Post 3400: Bluegrass/Metis/Cajun/Roma

I love this Canadian band.  I don't know why they've never become more popular.

Most of their music is strong on the instrumentals, but they do the a capella bit as well

A capella, BTW, means "as in chapel," or more fully, "like they used to do in church in the old days before they let instruments in."


Texan99 said...

The Shape Note/Sacred Harp tradition eschews instruments. I once attended an all-day singing where a visitor, interested more from the ethnomusicological viewpoint than the religious one, casually played some guitar music outside during a lunch break. The leader came out and let him know discreetly that "that music has no place here." They didn't mind that it was secular, but they really didn't want an instrument intruding. It's all about the human voices, the "Sacred Harp."

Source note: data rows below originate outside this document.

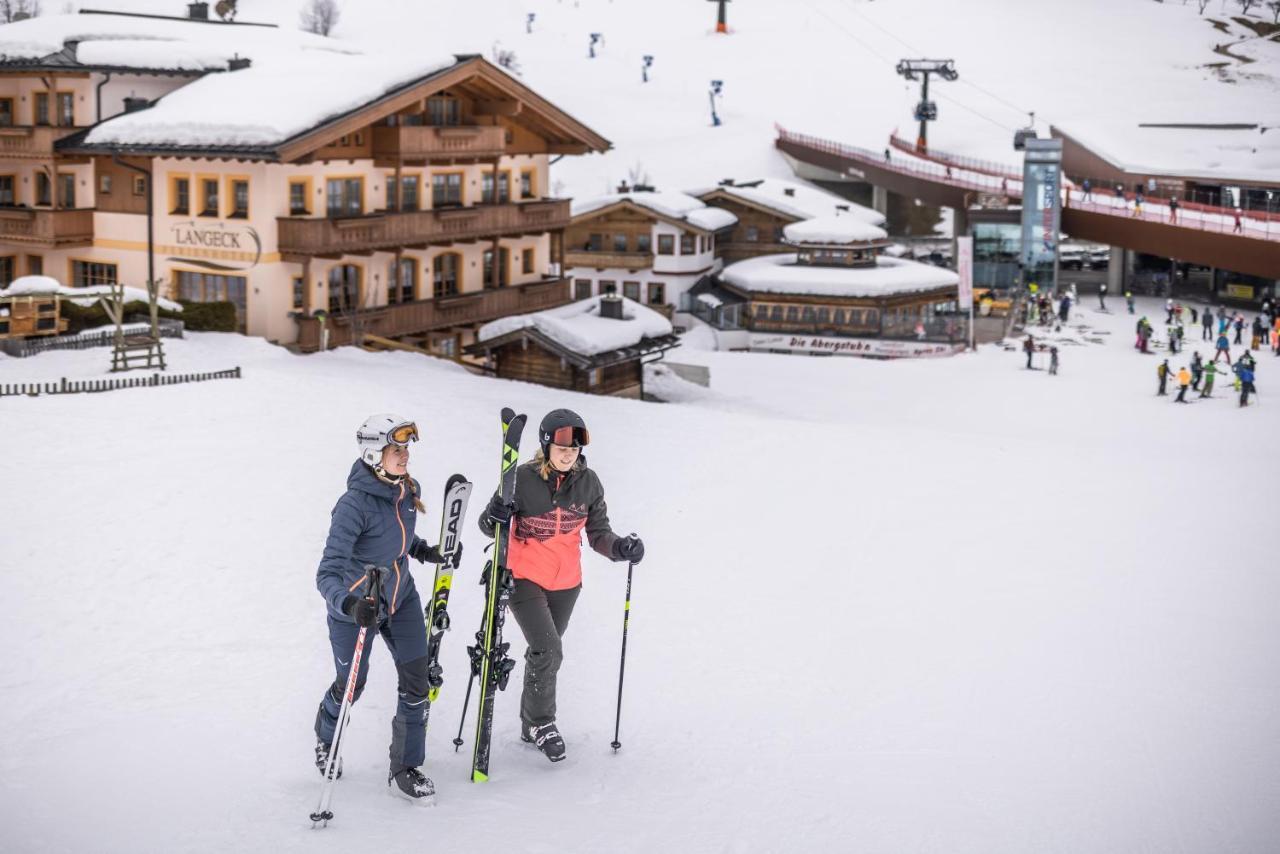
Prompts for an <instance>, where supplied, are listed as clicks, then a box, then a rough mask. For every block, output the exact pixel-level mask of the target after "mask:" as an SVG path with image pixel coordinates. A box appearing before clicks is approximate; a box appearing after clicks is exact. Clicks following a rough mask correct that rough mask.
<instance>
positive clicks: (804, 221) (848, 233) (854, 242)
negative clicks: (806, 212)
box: [782, 215, 888, 243]
mask: <svg viewBox="0 0 1280 854" xmlns="http://www.w3.org/2000/svg"><path fill="white" fill-rule="evenodd" d="M782 234H783V236H785V237H786V238H787V241H788V242H791V243H867V242H869V241H883V239H886V238H888V232H886V230H884V229H883V228H881V227H879V225H872V224H870V223H865V222H861V220H859V219H855V218H852V216H847V215H846V216H818V218H815V219H806V220H804V222H800V223H791V224H790V225H787V227H786V228H783V229H782Z"/></svg>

You might like "The Voice Squad." YouTube has several good examples.

Assistant Village Idiot said...

I should have guessed.

"That music has no place here" set off my natural contrariness. I would come back the next year with a kazoo.

Texan99 said...

No, it wasn't like that, though. It was more like a very kind and quiet hint to someone who was being a turd in the punchbowl and didn't realize it. The shape-note gatherings are very intense. There's a place for the other traditions of music, but not right in the middle of the shape-note gathering. That visitor simply was unaware. He appreciated being warned that he was stepping on toes. He had only to move a hundred feet away in order to avoid the equivalent of pouring cocktails and chatting loudly during a mass.

It was the only time, really, I ever knew any of these Primitive Baptists to make such a point. They know that the gatherings these days are about half attended by people with secular musical interests. They don't evangelize, though they are extremely welcoming. And they don't object to instrumental music in general.